Could genetic research predict defaults and bankruptcy

Posted by Barry Stamp in Credit Score on 11 December 2012 - Barry is Managing Director at checkmyfile

David Cameron has announced that up to 100,000 people are to have their genetic make-up mapped, and in so doing, the NHS will lead the global race for better healthcare.

The £100m project (i.e. at a cost of £1,000 per individual) is expected to lay the foundations for research into cancer and other diseases which ultimately will help the next generation of sufferers, not only by detecting the predisposition to contracting cancer, but also assisting in the choice of therapies to combat cancers.

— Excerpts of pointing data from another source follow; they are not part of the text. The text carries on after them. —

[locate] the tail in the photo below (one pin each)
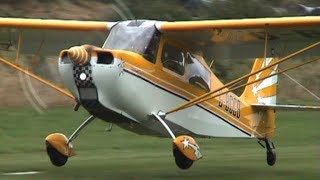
(264, 91)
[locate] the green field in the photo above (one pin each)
(123, 155)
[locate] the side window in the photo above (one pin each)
(173, 59)
(196, 73)
(151, 51)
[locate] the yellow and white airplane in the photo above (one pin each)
(151, 77)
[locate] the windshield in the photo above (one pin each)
(136, 37)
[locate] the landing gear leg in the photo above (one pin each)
(59, 147)
(271, 152)
(185, 149)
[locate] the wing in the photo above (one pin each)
(46, 37)
(245, 38)
(286, 107)
(52, 35)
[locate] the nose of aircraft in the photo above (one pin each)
(79, 55)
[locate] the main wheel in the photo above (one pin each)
(271, 157)
(181, 160)
(55, 156)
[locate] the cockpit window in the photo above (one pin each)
(136, 37)
(196, 73)
(173, 59)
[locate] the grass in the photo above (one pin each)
(120, 154)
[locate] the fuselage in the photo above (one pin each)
(142, 73)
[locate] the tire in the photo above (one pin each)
(55, 156)
(181, 160)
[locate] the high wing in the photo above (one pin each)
(286, 107)
(50, 35)
(244, 38)
(46, 37)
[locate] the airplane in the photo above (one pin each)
(152, 77)
(308, 10)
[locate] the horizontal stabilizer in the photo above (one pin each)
(286, 107)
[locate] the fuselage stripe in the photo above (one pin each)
(186, 99)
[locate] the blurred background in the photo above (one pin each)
(27, 116)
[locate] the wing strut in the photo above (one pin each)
(207, 96)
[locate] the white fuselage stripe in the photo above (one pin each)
(194, 96)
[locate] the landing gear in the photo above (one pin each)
(59, 147)
(56, 158)
(271, 152)
(185, 149)
(181, 160)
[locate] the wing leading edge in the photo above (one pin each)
(244, 38)
(286, 107)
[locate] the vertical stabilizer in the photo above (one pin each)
(264, 91)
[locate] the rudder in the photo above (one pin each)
(264, 91)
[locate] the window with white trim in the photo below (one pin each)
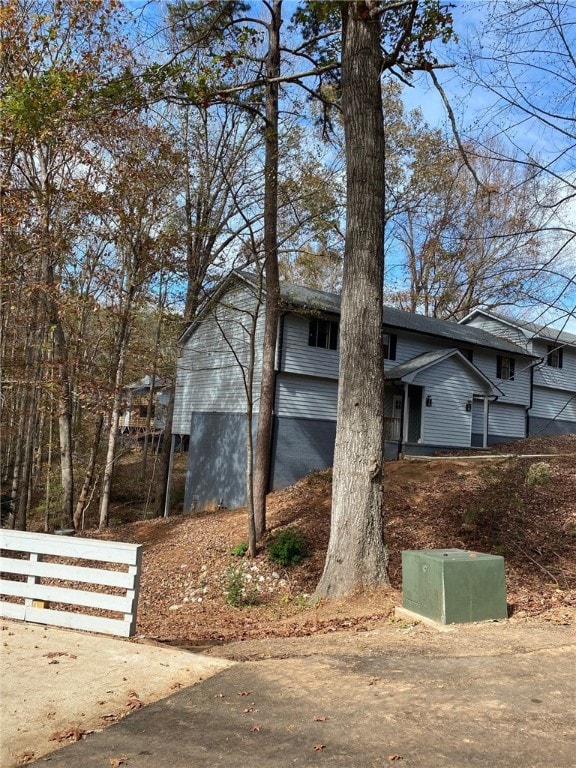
(323, 333)
(505, 367)
(554, 356)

In the past, much more mundane medical research has led to major advances in other fields. For example, credit scoring is itself a by-product of research in the 1950’s into the link between socio-economic environments and disease. It was found that the ‘characteristics’ (such as age, gender, income, stability and others) being analysed to predict medical conditions could more accurately predict bankruptcy. That same model was then taken up and extended over decades of work by Bill Fair and Earl Isaac in the US to predict defaults, credit propensity and much more.

It would not be inconceivable that genetic mapping could similarly predict our pre-disposition to falling into arrears, defaults or bankruptcy.

Certainly, there must also be a good chance that genetic research may also be used by health and life insurers in the future. It would take just one step beyond the announced analysis of anonymised medical data, to the analysis of a relatively small sample of known data subjects for a different purpose.

If the principle is established, the financial benefits of such will accelerate genetic research well beyond current thinking.